Я был так красив и обольстителен, что девушка никоим образом не устоит предо мной и сразу же, без слов, отдастся мне. Так, по крайней мере, мне думалось.

       Я отправился к ней в гости, с томительной и сладостной надеждой, что в эту ночь я узнаю, что такое счастье обладания девичьим телом. Каюсь, но именно тайная надежда на совокупление и вела меня к девушке. Помню, я ехал в трамвае и лелеял беззастенчивые, дерзкие мысли. Я мысленно видел, как снимаю с нее одежды, стягиваю трусики. Осваиваю ее тело. Как пахарь – целину.

      Я представлял: вот я вхожу в ее комнату, и она тут же, на пороге, виснет у меня на шее. За бутылкой шампанского (а я ехал к ней с бутылкой шампанского и коробкой шоколадных конфет) мы умно бы беседовали о литературе, музыке, а потом занялись бы любовью. А потом я бы ушел, и она мило поцеловала бы меня у порога. И домой я вернулся бы под утро. А потом это снова бы повторилось, и снова…

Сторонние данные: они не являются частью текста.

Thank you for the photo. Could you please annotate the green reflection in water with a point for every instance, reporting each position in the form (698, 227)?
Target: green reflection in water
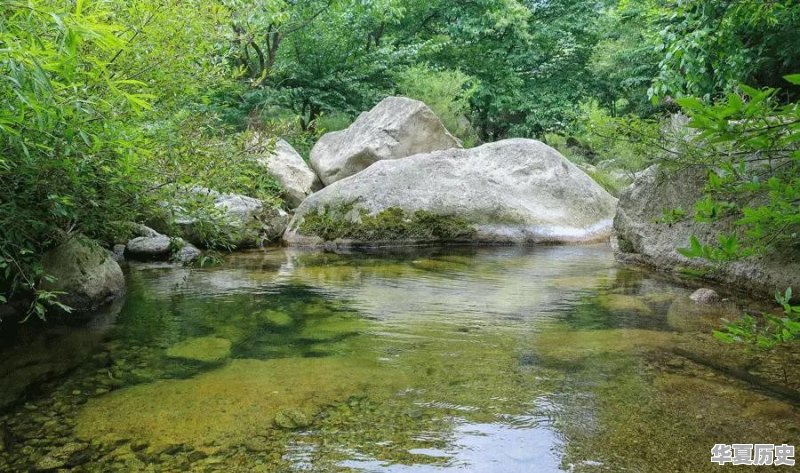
(282, 361)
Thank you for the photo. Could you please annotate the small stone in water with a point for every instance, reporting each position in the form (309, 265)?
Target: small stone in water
(705, 296)
(196, 455)
(257, 444)
(291, 419)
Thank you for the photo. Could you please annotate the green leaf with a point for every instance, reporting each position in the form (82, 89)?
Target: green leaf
(793, 79)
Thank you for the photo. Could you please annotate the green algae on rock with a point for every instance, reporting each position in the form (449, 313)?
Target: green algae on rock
(228, 405)
(625, 303)
(205, 349)
(343, 222)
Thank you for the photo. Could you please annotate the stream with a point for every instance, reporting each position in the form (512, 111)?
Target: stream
(432, 360)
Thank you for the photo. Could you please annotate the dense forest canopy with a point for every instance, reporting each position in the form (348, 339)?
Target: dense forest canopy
(107, 105)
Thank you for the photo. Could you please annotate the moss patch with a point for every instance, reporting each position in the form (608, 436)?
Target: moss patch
(344, 221)
(206, 349)
(623, 303)
(229, 405)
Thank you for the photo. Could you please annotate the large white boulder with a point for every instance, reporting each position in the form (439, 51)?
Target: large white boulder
(243, 221)
(512, 191)
(395, 128)
(282, 161)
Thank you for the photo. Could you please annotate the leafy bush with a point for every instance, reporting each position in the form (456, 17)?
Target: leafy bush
(765, 332)
(68, 154)
(447, 93)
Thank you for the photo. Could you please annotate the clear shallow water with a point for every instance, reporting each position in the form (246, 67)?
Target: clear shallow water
(434, 360)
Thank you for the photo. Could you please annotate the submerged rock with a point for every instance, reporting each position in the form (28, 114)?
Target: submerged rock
(624, 303)
(512, 191)
(85, 272)
(640, 239)
(60, 457)
(705, 296)
(161, 248)
(229, 405)
(291, 419)
(205, 349)
(296, 178)
(395, 128)
(686, 315)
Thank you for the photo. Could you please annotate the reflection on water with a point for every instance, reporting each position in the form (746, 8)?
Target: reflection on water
(427, 360)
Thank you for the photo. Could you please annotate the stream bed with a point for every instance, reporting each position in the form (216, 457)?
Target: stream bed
(430, 360)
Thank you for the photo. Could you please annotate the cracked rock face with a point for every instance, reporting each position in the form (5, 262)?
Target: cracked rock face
(511, 191)
(296, 178)
(396, 128)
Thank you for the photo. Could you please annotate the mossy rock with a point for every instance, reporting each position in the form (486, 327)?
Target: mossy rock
(204, 349)
(277, 318)
(345, 222)
(85, 272)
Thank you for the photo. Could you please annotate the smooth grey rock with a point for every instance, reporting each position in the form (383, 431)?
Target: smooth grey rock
(155, 248)
(705, 296)
(248, 222)
(640, 239)
(187, 253)
(143, 230)
(395, 128)
(512, 191)
(296, 178)
(85, 272)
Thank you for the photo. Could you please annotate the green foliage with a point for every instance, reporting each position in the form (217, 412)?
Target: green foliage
(447, 93)
(749, 142)
(709, 47)
(67, 150)
(331, 223)
(765, 332)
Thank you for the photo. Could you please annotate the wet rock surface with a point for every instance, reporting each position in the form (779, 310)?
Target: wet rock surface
(511, 191)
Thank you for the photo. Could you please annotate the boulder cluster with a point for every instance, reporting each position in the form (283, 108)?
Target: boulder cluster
(396, 176)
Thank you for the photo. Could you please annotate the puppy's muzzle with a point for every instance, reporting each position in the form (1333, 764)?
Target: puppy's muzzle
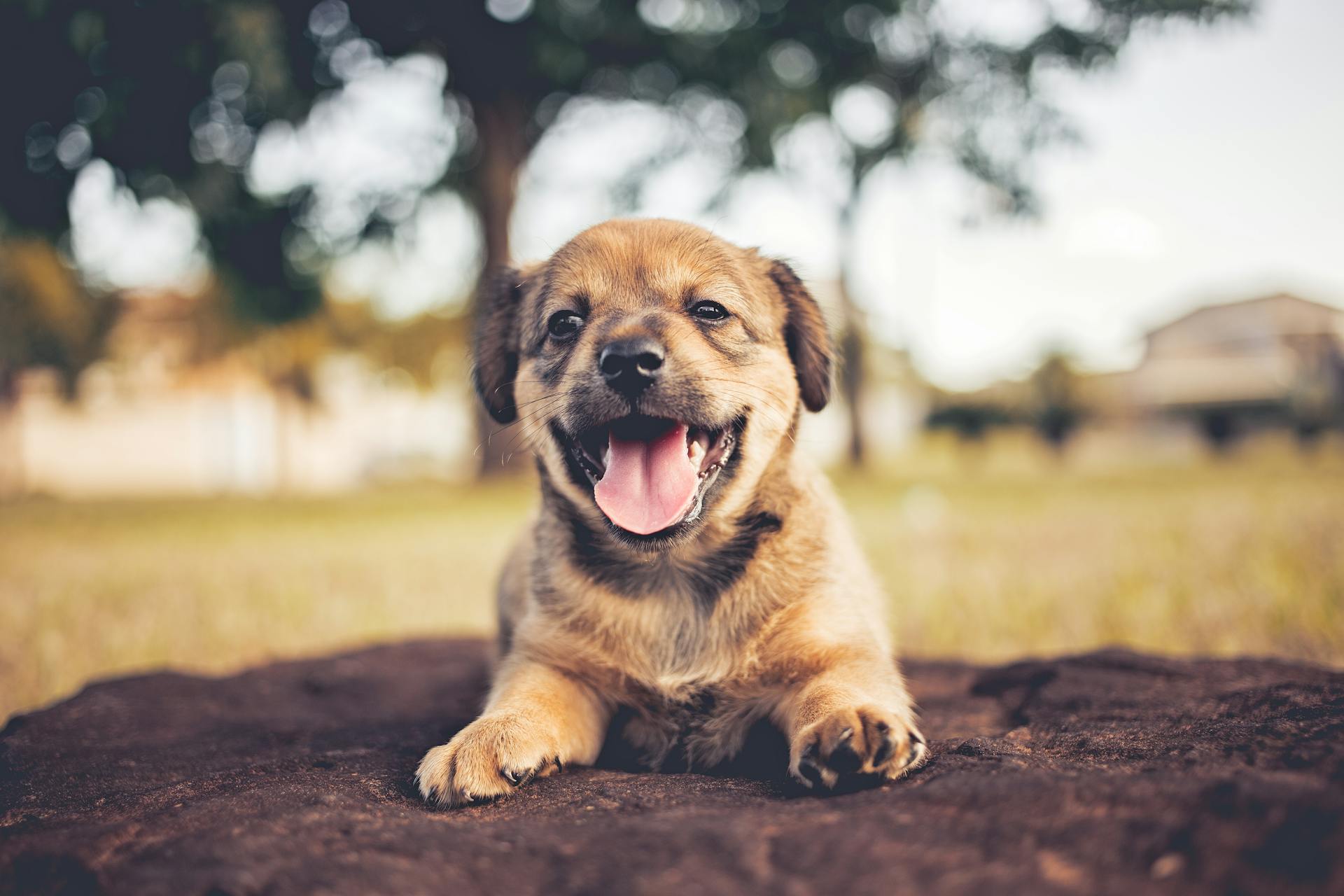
(631, 365)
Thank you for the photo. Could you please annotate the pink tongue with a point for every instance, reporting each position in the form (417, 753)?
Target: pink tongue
(648, 485)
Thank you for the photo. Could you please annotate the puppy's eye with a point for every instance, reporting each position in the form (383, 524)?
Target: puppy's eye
(564, 324)
(708, 311)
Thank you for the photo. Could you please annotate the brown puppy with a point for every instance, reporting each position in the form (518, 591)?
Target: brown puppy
(687, 566)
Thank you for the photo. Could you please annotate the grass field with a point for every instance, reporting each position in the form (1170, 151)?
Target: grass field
(1218, 558)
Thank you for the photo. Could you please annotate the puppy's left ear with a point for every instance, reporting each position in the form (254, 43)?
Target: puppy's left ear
(806, 336)
(495, 342)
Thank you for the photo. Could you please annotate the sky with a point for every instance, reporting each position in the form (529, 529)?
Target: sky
(1209, 172)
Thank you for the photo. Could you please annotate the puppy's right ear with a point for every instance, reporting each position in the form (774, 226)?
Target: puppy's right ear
(495, 343)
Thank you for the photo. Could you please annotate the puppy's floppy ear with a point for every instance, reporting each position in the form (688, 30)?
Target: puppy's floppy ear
(495, 342)
(806, 336)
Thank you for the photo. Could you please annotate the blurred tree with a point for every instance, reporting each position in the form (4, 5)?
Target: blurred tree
(48, 318)
(969, 418)
(174, 94)
(1056, 406)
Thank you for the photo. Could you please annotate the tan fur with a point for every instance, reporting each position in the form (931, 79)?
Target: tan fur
(797, 638)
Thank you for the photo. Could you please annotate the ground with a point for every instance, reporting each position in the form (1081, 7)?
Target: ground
(1100, 773)
(988, 552)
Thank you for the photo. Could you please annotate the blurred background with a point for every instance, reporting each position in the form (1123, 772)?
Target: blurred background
(1082, 257)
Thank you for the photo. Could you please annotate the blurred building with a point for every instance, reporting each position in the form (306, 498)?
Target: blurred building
(152, 419)
(1270, 360)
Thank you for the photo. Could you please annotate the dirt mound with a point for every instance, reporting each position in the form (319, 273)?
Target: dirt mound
(1104, 773)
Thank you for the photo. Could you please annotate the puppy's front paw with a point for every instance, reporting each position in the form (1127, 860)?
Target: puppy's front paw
(488, 758)
(851, 742)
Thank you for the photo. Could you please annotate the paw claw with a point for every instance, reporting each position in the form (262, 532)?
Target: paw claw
(862, 745)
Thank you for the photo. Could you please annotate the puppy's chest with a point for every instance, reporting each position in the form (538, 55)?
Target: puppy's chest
(701, 731)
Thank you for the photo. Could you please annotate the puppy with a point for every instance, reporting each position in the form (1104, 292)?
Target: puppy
(687, 566)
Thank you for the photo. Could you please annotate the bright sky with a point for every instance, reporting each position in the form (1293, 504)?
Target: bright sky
(1210, 172)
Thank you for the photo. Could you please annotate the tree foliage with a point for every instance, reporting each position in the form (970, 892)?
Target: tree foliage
(174, 93)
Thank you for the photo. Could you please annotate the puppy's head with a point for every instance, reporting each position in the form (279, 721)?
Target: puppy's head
(655, 370)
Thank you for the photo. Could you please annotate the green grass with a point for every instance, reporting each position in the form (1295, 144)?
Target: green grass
(1228, 558)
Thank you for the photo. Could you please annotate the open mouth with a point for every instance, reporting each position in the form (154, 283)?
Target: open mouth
(652, 473)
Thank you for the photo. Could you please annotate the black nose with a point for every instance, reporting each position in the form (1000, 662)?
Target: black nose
(631, 365)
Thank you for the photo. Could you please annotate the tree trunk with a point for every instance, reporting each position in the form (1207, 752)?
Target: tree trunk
(853, 347)
(502, 130)
(11, 437)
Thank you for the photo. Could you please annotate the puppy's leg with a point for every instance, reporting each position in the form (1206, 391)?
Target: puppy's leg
(854, 719)
(537, 720)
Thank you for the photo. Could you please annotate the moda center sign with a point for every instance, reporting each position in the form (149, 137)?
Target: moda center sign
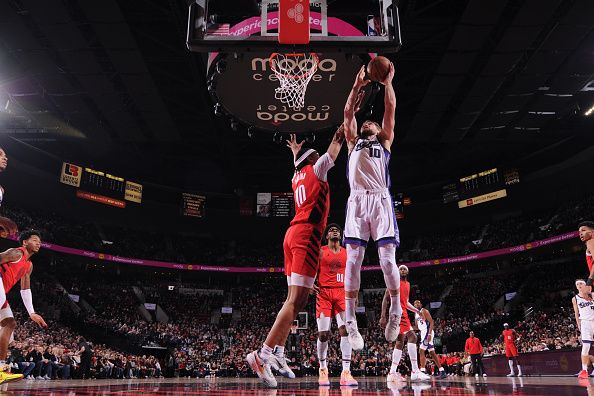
(245, 86)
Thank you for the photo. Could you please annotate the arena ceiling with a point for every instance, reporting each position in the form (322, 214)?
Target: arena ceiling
(112, 84)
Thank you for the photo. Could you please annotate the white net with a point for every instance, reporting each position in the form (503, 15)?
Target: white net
(294, 72)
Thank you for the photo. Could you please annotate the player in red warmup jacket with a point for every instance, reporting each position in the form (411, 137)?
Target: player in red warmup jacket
(301, 248)
(511, 351)
(15, 266)
(330, 304)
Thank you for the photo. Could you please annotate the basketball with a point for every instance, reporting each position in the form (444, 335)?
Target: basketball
(378, 68)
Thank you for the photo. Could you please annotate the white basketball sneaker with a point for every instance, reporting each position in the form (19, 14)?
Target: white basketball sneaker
(279, 363)
(355, 338)
(392, 328)
(262, 369)
(419, 376)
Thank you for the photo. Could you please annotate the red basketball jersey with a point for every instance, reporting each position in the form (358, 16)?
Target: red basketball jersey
(13, 272)
(508, 337)
(332, 267)
(404, 293)
(312, 198)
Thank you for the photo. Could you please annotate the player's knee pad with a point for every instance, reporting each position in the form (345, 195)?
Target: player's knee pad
(387, 256)
(352, 278)
(585, 349)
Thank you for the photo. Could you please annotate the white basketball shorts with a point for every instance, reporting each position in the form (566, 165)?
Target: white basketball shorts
(371, 214)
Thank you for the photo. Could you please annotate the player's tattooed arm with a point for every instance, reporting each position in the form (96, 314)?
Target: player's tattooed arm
(10, 255)
(352, 105)
(386, 136)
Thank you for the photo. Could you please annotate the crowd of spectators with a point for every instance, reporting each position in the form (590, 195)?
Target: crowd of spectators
(201, 341)
(210, 250)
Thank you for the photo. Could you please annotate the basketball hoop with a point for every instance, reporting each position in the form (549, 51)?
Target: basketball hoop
(294, 72)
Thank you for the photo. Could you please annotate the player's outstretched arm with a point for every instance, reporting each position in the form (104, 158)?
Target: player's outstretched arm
(10, 255)
(590, 248)
(577, 313)
(386, 136)
(352, 105)
(28, 299)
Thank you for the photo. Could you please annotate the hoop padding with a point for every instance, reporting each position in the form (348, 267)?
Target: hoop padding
(294, 72)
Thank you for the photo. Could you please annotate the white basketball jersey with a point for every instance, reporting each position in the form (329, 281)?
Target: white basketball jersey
(368, 165)
(585, 308)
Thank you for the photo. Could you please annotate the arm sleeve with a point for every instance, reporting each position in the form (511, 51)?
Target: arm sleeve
(322, 166)
(28, 300)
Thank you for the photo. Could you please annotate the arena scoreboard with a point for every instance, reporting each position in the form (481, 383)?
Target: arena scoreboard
(99, 186)
(480, 187)
(193, 205)
(278, 204)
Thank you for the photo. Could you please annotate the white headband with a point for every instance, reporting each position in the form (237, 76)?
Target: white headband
(304, 156)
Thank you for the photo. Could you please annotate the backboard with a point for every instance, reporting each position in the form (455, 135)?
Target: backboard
(240, 35)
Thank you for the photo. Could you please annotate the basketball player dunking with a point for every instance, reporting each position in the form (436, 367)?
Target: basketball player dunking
(425, 324)
(370, 211)
(586, 233)
(406, 332)
(511, 350)
(15, 265)
(583, 307)
(301, 248)
(330, 304)
(7, 226)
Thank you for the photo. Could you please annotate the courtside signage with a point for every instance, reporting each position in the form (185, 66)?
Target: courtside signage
(482, 198)
(71, 174)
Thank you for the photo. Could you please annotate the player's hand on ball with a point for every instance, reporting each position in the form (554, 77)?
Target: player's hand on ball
(293, 145)
(39, 320)
(361, 81)
(390, 76)
(8, 226)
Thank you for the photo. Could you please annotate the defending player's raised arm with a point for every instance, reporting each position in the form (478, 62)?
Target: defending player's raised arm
(28, 298)
(10, 255)
(590, 248)
(429, 319)
(411, 307)
(577, 313)
(336, 143)
(352, 105)
(294, 146)
(386, 136)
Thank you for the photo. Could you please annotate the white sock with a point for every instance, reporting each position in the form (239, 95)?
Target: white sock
(279, 350)
(396, 356)
(322, 353)
(345, 350)
(395, 307)
(412, 354)
(350, 305)
(265, 353)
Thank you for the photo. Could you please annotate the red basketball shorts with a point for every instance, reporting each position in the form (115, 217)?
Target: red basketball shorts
(511, 351)
(330, 302)
(302, 250)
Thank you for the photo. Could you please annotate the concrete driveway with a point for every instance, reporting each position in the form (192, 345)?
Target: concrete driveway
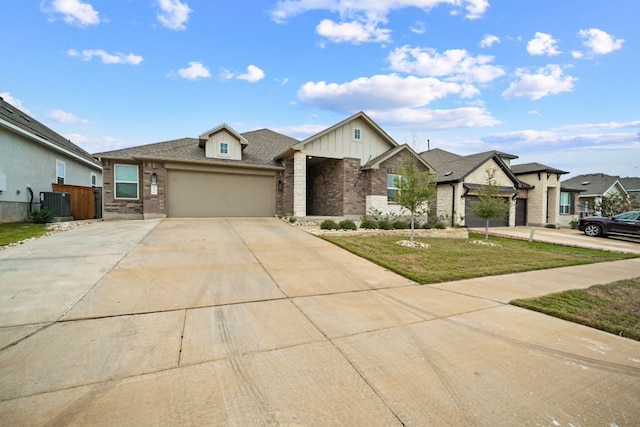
(254, 322)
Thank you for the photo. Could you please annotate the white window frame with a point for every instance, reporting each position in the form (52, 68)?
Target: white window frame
(116, 182)
(394, 187)
(60, 163)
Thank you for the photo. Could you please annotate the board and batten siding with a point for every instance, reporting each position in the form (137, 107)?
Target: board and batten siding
(339, 143)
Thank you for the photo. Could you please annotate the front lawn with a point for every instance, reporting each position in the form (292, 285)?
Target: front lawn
(16, 231)
(455, 259)
(613, 308)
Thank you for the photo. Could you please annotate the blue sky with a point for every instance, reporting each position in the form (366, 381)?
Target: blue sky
(551, 81)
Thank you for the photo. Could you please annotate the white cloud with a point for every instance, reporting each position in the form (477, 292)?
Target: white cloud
(173, 14)
(489, 40)
(599, 42)
(419, 28)
(354, 32)
(466, 117)
(452, 64)
(194, 71)
(360, 20)
(14, 101)
(379, 92)
(73, 12)
(288, 8)
(107, 58)
(543, 44)
(546, 81)
(64, 117)
(253, 74)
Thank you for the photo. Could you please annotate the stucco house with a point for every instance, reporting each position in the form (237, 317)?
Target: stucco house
(342, 171)
(35, 159)
(585, 192)
(533, 189)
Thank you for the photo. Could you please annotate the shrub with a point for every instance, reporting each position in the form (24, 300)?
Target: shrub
(369, 224)
(400, 224)
(385, 224)
(42, 216)
(347, 224)
(328, 224)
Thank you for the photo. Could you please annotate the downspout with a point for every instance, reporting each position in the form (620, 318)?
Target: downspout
(453, 204)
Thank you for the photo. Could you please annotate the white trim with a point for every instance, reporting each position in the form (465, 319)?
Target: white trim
(47, 143)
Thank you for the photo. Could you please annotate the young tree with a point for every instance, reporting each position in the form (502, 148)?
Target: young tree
(490, 204)
(415, 188)
(613, 204)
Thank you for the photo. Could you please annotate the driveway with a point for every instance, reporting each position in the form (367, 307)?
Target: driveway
(254, 322)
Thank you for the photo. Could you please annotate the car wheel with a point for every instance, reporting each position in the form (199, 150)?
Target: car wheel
(593, 230)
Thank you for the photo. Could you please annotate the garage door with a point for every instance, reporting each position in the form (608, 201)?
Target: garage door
(474, 221)
(196, 194)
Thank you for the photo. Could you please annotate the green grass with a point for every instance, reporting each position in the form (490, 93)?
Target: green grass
(455, 259)
(17, 231)
(614, 307)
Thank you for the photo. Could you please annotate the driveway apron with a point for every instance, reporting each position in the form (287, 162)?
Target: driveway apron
(255, 322)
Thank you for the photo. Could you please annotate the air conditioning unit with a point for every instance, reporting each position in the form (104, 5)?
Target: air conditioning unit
(58, 203)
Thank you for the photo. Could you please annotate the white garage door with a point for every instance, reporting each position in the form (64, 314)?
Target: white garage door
(195, 194)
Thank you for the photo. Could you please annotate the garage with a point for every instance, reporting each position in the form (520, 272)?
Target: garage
(474, 221)
(204, 194)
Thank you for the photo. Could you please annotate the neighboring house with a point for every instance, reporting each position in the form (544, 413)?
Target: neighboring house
(342, 171)
(589, 189)
(532, 188)
(35, 159)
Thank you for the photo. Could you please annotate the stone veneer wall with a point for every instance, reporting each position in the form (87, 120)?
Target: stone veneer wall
(154, 205)
(119, 209)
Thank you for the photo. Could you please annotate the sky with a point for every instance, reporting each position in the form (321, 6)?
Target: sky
(550, 81)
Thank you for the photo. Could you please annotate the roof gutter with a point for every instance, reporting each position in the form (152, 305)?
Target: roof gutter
(49, 144)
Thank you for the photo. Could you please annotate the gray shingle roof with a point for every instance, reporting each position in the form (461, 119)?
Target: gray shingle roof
(526, 168)
(263, 146)
(22, 120)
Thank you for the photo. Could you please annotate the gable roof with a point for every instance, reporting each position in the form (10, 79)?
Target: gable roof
(453, 168)
(19, 122)
(595, 184)
(262, 146)
(360, 115)
(527, 168)
(375, 163)
(229, 129)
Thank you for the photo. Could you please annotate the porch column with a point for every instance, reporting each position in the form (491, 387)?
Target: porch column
(299, 184)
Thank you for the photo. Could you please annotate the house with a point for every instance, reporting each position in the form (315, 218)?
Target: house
(34, 159)
(344, 170)
(533, 188)
(586, 192)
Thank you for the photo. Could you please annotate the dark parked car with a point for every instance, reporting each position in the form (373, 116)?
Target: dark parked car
(627, 223)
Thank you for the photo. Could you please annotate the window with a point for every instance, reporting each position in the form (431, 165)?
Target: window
(60, 172)
(566, 205)
(126, 181)
(392, 186)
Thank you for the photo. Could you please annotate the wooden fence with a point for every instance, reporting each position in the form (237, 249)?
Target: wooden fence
(82, 200)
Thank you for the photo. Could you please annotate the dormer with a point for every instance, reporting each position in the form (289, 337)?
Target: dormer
(222, 142)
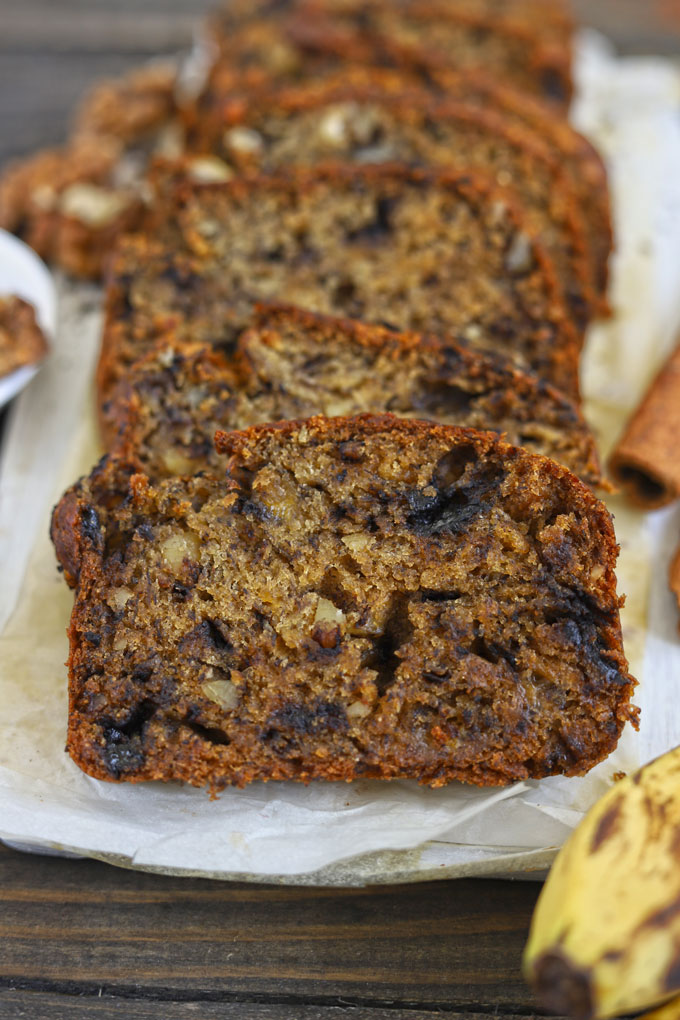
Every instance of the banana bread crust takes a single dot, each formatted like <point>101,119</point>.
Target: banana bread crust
<point>291,363</point>
<point>378,243</point>
<point>354,598</point>
<point>365,123</point>
<point>21,340</point>
<point>423,38</point>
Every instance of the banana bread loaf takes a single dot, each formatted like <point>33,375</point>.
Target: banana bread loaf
<point>21,340</point>
<point>70,203</point>
<point>294,364</point>
<point>364,598</point>
<point>430,251</point>
<point>369,124</point>
<point>531,53</point>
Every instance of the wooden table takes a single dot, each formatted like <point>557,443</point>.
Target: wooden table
<point>80,938</point>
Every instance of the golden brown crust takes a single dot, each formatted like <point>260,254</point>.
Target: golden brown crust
<point>427,611</point>
<point>61,203</point>
<point>645,460</point>
<point>365,122</point>
<point>132,106</point>
<point>292,363</point>
<point>424,38</point>
<point>21,340</point>
<point>70,204</point>
<point>674,576</point>
<point>174,282</point>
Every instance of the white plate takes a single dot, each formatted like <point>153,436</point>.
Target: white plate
<point>22,273</point>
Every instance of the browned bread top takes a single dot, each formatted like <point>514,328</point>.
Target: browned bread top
<point>366,123</point>
<point>293,363</point>
<point>531,52</point>
<point>21,340</point>
<point>350,598</point>
<point>431,251</point>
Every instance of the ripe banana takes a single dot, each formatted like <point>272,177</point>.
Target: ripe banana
<point>606,933</point>
<point>669,1012</point>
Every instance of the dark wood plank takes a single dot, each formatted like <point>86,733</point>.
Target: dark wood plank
<point>79,925</point>
<point>46,1006</point>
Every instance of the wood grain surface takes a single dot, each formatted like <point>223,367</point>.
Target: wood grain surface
<point>83,939</point>
<point>81,928</point>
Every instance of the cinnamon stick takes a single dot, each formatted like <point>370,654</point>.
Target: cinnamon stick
<point>674,576</point>
<point>646,459</point>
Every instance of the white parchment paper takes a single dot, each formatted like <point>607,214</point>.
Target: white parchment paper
<point>362,831</point>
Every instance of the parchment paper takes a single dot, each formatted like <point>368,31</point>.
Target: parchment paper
<point>363,831</point>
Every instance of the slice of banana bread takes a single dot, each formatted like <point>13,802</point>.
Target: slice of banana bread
<point>21,340</point>
<point>294,364</point>
<point>430,251</point>
<point>352,598</point>
<point>70,203</point>
<point>369,124</point>
<point>230,98</point>
<point>422,37</point>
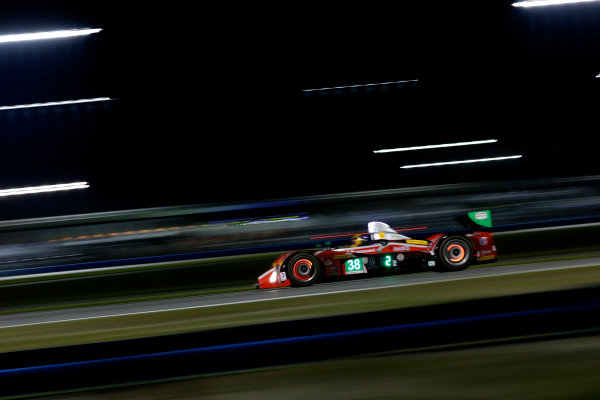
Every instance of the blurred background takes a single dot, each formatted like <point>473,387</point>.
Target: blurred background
<point>204,139</point>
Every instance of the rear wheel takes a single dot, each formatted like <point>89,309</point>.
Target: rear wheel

      Как я уже сказал, я был очень робок с девушками, и надо ли говорить, что если в начале пути, от станции «Университет» до «стекляшки» я шел быстрым, твердым и уверенным шагом, то по мере приближения к зданию университета шаг мой становился все медленнее, и к дверям ее комнаты на 10 этаже я вообще подошел очень тихо, на цыпочках.
      Я дрожал всем телом, но не от возбуждения, а от страха. Робким возлюбленным я был тогда, ох, робким! И вот я собрался с духом и поднял руку, чтобы нажать на кнопку звонка… но так и не нажал. Я малодушно опустил руку.
Я струсил и так и не постучал девушке в комнату. Я так и не смог преодолеть свою природную робость. Это потом я стал беззастенчивым, безнравственным и напористым самцом, а тогда, на первом курсе, был девственно чистым и юным, очень скромным и нерешительным.
       Я вышел из здания универа. Массивная дверь из дерева с таким пренебрежением двинула меня по заднице, что я еле удержался на ногах. И от этого пренебрежения я заплакал. Я спустился по мраморной лестнице, сел на скамейку и разрыдался пуще прежнего. О чем я плакал? Да о том, что все – парни как парни, они вон и ДАС расшифровывают не иначе, как Дом активного секса, а я… я… я веду себя, как последний идиот, я так и не решился постучать девушке в комнату. Я плакал от того, что мне 19 лет, а я все еще девственник. Грустный, смешной девственник.
       Да, бывают моменты, когда душа и тело так истоскуются по любви, женскому телу, что уже невмоготу, и ты поневоле заплачешь….
       Я не хотел отдавать себя на смех и поругание своим друзьям и приятелям, а потому в ДАС я вернулся не сразу. Я всю ночь слонялся по улицам города. Помню, что было холодно, мороз лютовал, я очень замерз и остаток ночи скоротал на Казанском вокзале.
       Заявился в общежитие я лишь под утро, с чистой душой и незапятнанным спермой телом. С воспаленными от бессонницы глазами. Заявился довольный, возбужденный, делая вид, будто всю ночь занимался любовью с девушкой.
        - Ну как? Соблазнил девушку? Потерял невинность? – спросил меня Мишка Алов.
       - Да, обольстил! – ответил я, придав своему лицу самодовольное, тщеславное выражение.
       После этого ответа меня некоторое время так и называли – «Обольститель».
       Так бесславно закончилось мое любовное приключение, затеянное на первом курсе журфака.
       Но вот что странно: все мои бесчисленные совокупления стерлись из памяти, а вот это несостоявшееся, нелепое свидание осталось в памяти навсегда. Навсегда осталась в памяти и та зимняя холодная ночь, когда я бесцельно бродил по безлюдным заснеженным улицам Москвы.